A collection of functions for the psychological analysis of corpora using LIWC-style dictionaries. The psyLex program and associated functions are designed to be used with larger datasets in a wide variety of environments, for which the original LIWC software may be unsuitable. psyLex can esaily be implemented as part of a shell script, using batch jobs, in an interactive form (e.g., in an app), or as part of a larger Python program.
Two primary functions are provided:
- readDict(): reads in a LIWC-style dictionary file and returns (1) a dictionary of linguistic categories (e.g., positive emotion, anger, etc.) and (2) a multidimensional list of words and the categories to which they belong.
- wordCount(): analyzes a given string using the word list returned by readDict() and returns raw word counts or percentages for each category supplied by readDict().
These functions can be implemented in any existing Python program.
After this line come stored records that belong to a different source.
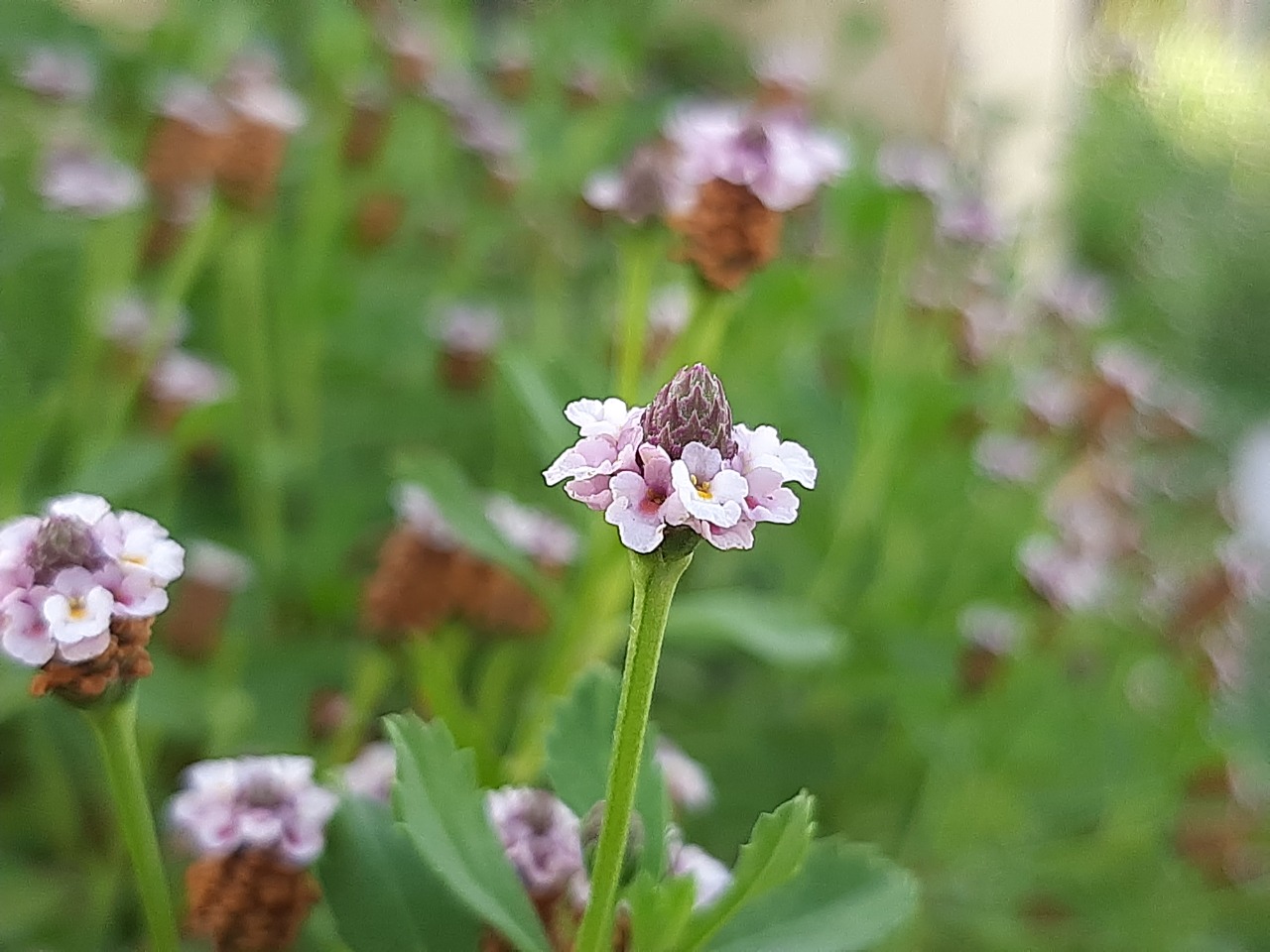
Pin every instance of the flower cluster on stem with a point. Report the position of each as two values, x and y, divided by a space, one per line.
681 463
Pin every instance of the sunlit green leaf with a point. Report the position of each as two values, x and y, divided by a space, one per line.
444 810
578 749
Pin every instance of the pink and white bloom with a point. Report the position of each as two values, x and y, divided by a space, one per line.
543 537
706 490
64 576
686 780
76 608
254 802
710 876
644 504
418 511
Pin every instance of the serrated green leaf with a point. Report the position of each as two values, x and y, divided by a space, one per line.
659 911
776 848
769 627
444 810
578 749
844 897
381 892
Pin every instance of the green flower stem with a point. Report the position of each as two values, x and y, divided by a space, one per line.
114 725
572 647
372 675
702 339
437 660
177 280
639 257
244 320
656 579
883 421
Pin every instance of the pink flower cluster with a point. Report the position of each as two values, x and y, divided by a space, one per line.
774 153
254 802
643 490
64 576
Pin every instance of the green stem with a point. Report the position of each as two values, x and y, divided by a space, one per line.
702 339
372 676
883 416
654 579
437 660
638 262
114 725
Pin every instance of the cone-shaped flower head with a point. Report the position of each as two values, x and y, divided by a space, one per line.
690 409
254 802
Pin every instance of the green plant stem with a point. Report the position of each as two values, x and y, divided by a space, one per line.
178 277
656 579
572 647
244 327
437 660
639 257
114 725
883 417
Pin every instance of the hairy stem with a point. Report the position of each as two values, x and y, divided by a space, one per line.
114 725
656 579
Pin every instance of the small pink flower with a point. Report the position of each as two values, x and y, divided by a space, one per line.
77 608
644 504
706 490
763 448
686 780
372 772
263 802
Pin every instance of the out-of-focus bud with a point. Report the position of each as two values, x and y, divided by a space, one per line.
191 629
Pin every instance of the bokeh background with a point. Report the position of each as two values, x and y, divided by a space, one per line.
1014 638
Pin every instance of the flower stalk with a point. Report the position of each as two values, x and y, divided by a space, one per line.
114 726
656 578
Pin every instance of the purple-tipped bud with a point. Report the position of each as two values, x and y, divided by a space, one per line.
690 409
64 542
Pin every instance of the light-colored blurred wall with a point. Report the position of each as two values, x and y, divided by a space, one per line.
939 64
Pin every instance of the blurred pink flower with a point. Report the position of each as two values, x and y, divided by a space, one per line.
254 802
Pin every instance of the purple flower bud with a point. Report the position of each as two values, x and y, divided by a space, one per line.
64 542
690 409
540 835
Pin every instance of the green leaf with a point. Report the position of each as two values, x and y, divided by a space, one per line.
771 629
463 509
444 810
659 911
381 892
776 848
844 897
578 749
541 405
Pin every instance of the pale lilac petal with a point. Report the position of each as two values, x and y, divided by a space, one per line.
86 649
81 506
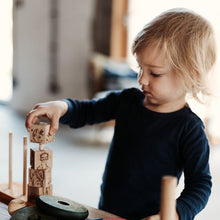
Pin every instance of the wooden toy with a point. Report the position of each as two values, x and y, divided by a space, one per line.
41 160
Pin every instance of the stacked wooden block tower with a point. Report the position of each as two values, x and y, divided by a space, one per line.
39 181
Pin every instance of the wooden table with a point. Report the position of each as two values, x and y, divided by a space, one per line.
93 213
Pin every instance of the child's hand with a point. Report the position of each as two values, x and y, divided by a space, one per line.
52 110
157 217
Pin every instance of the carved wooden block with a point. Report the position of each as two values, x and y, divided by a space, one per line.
35 192
41 159
39 177
39 133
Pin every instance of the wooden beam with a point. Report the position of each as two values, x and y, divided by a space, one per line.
118 41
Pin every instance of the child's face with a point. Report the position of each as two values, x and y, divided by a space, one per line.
163 90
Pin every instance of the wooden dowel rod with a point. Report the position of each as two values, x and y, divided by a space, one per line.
24 165
10 161
168 198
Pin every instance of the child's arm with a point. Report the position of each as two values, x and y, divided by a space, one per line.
89 112
195 159
157 217
53 110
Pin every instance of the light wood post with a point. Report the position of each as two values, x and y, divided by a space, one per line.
118 42
168 198
10 161
24 165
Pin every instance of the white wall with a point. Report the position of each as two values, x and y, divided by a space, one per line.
31 51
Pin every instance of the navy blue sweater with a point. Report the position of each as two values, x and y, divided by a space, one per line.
146 146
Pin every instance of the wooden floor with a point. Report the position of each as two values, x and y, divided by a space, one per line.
79 159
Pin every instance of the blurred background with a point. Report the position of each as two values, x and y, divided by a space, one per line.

Additionally, a main script - psyLex.py - can be run as a standalone program using any Python interpreter.
For those familiar with the LIWC program, there are a number of notable differences. As such, results obtained from psyLex may differ from those obtained with LIWC. However, such differences should be quite small, and of little statistical/practical significance (particularly when used with extremely large datasets).
- The original LIWC program used a wildcard-style method ("*") of specifying word stems in the dictionary. In order to enhance forward-compatibility and flexibility, psyLex identifies dictionary words with wildcards and uses a stemmer (the Porter Stemming Algorithm by default) to match dictionary stems with words in the analyzed text.
- At present, only English is supported (non-utf8 characters are filtered out). This is mostly because I'm an arrogant American and haven't bothered to learn any other languages. If anyone wants to help with this, let me know...
Basic linguistic functions (tokenization, stemming, etc.) are performed via. the Python Natural Language Toolkit - available from nltk.org.